Он засмеялся. Пыльное окно над его головой отворилось, и сквозь него повеяло запахом лежалых овощей.

– Но я вас разоблачу, вот увидите.

– Так вы не хотите…

– Нет, – Алексей Олегович истерически засмеялся и покинул помещение. – Позовите меня, когда приедет бригада! – крикнул он уже из коридора.

– Бригада не приедет раньше утра, – сказала мрачная тетка из торгового зала. – Этот ее сын… вы его раньше знали? – обратилась она к Ансгару.

– Он был моим куратором, – сказал Ансгар. – Из-за него я вылетел. Похоже, и сейчас его сознание отторгло информацию о воскресших мертвецах как несостоятельную. Ваня, принеси земли. Сальвадор, вы тоже сядьте куда-нибудь. Вот хотя бы на ящик с луком.

*

Воскресить бабу Клашу можно было за час, но доктор Мерц никак не мог успокоиться и войти в требуемое состояние. Контур, который накапливал энергию, теперь никак не желал ее отдавать, посторонние мысли из головы не уходили, руки дрожали.

Он тогда так и не понял причин нелюбви Алексея Олеговича к нему, Ансгару. Возможно, корень зла был в том, что профессор Калебов просто отторгал его, как непостижимое. Дистанцировался мысленно и физически, обеспечив себе максимальный комфорт, изгнав непонятного человека из зоны видимости. Злость и досада захлестнули Ансгара с такой силой, что о трансе можно было забыть. Из-за этого, думал он с досадой, слабохарактерного убожества столько талантливых людей не смогли заняться своим делом!

– А вы бы хотели вернуться в медицину, Ансгар Фридрихович? – осторожно спросила Магда, заметив, что тот не работает, а просто сидит с опущенной головой, бессмысленно глядя на догорающие свечи.

– Не знаю.

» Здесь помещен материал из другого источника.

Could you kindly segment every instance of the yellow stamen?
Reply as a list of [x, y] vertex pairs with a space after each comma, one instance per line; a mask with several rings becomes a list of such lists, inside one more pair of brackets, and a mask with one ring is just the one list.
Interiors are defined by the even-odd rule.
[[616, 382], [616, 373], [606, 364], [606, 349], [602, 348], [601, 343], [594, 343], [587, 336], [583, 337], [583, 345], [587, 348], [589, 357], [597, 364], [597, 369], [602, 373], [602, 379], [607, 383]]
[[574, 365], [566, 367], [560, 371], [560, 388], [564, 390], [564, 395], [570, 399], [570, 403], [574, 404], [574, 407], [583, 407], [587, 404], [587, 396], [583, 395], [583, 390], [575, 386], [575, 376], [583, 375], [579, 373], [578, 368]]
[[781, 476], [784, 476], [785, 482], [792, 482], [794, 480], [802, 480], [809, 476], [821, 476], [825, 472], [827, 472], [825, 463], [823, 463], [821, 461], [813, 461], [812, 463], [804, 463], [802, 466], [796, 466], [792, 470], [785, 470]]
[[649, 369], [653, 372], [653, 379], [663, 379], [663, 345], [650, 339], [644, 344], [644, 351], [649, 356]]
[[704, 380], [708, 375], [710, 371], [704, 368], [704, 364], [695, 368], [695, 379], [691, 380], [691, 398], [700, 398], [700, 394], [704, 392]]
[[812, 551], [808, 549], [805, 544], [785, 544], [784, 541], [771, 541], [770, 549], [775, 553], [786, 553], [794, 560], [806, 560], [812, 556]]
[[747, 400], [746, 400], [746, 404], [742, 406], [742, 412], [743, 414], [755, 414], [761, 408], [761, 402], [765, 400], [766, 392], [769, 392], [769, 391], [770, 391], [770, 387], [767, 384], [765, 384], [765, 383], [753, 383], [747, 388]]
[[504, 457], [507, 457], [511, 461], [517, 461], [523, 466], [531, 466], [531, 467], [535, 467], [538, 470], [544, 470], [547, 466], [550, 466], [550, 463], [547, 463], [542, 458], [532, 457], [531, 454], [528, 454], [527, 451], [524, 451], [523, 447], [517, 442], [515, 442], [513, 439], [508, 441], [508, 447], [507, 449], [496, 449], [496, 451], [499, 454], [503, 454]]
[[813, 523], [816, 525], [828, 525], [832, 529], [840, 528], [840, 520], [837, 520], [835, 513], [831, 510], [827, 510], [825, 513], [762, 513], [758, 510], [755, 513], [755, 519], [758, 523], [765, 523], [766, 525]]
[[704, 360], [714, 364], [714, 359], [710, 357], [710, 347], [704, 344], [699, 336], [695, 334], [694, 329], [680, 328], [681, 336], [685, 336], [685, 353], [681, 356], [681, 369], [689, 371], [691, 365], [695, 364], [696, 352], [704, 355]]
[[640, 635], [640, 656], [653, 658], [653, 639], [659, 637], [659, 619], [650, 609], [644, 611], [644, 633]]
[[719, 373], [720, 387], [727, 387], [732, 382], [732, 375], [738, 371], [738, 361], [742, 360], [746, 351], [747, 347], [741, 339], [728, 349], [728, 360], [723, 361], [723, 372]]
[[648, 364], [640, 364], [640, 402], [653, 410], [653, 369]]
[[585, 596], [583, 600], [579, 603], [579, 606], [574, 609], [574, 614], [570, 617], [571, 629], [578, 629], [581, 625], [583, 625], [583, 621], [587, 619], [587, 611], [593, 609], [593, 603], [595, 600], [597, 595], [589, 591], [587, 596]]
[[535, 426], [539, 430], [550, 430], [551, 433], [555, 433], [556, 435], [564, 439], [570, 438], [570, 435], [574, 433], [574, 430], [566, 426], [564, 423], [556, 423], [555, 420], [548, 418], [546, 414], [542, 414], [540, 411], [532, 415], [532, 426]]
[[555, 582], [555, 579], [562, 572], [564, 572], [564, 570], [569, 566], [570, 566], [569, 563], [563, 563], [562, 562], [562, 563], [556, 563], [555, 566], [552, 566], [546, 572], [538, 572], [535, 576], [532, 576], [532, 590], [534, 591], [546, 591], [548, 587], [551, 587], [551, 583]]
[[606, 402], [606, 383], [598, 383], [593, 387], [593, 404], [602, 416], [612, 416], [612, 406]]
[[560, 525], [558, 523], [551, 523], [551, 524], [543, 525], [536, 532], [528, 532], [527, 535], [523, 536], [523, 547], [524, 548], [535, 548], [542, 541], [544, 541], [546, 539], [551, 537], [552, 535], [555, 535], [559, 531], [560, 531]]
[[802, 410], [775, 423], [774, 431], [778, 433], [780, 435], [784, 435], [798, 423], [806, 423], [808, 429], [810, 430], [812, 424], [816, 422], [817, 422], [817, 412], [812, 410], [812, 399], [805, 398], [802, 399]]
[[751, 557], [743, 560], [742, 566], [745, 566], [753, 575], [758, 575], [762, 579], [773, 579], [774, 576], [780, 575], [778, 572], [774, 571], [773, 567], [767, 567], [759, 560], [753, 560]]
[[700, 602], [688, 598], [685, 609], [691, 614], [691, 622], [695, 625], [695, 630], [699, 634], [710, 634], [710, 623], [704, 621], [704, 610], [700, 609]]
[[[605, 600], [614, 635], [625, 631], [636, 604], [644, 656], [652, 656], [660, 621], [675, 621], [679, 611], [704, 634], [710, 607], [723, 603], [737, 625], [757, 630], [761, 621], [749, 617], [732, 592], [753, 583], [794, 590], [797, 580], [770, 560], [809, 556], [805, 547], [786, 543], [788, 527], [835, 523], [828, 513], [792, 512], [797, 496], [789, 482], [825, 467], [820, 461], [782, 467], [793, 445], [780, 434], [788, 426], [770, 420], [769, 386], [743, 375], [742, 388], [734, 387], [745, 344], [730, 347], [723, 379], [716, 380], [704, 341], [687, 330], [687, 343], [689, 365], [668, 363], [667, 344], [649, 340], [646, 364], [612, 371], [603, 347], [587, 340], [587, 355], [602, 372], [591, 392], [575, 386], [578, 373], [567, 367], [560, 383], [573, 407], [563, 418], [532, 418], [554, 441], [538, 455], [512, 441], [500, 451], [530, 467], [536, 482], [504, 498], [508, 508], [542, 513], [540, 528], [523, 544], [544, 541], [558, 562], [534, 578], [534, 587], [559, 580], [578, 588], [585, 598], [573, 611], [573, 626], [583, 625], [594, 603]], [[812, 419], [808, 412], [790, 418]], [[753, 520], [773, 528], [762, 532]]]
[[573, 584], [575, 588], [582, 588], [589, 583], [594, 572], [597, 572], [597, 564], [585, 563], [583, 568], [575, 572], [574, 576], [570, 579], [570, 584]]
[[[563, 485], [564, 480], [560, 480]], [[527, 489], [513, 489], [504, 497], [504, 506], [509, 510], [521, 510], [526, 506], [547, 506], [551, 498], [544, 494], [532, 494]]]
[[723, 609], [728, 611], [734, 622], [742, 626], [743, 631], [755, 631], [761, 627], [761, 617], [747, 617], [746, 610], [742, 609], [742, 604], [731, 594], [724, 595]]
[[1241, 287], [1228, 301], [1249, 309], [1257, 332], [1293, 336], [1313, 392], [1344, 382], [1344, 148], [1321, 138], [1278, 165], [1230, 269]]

Думаю, что добиться в этой сфере того статуса, что я добился в оккультизме, было бы проблемой. А статус существенно облегчает нам, уродам, жизнь.

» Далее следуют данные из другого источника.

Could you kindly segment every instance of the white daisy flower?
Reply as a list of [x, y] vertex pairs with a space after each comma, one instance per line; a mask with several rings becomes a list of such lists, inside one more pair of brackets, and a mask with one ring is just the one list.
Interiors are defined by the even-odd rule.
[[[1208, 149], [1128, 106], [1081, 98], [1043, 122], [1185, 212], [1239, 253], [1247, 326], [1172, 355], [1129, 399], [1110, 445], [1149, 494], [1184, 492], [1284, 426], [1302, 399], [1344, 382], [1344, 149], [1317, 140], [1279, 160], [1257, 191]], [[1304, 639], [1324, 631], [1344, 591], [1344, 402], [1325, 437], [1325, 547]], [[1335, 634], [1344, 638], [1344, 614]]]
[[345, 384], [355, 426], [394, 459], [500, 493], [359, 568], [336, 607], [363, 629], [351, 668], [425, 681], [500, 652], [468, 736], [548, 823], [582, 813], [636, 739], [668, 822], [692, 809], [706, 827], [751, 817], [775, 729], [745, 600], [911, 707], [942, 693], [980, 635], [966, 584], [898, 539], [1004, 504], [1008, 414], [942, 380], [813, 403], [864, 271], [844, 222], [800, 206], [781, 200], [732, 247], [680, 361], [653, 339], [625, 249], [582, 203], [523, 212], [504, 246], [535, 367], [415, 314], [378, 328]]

– Никто давно не замечает ваших недостатков, – дипломатично сказала девушка.

– Это из-за статуса. Вы не представляете, насколько хорошо он скрывает эти самые недостатки в глазах людей.

– Значит, мнение общества важно для вас, – сказала Магда.

– По крайней мере, – подтвердил Ансгар, – я неравнодушен к тому его тот его разделу, где говорится, что меня нельзя обливать дерьмом и побивать камнями.

– А я думал, вы работать любите, – изобразил Ваня обманутую наивность.

Окно, выходившее на улицу, болталось на одной петле. Из-за кучи деревянных ящиков, сложенных у стены, веяло отхожим местом, а на улице надрывно выли собаки и вот уже час истошно рыдал младенец. Иногда доносились обрывки разговоров людей, безуспешно пытавшихся успокоить то ли его, то ли собак, а где-то устраивала очередное представление скандалистка Зинаида.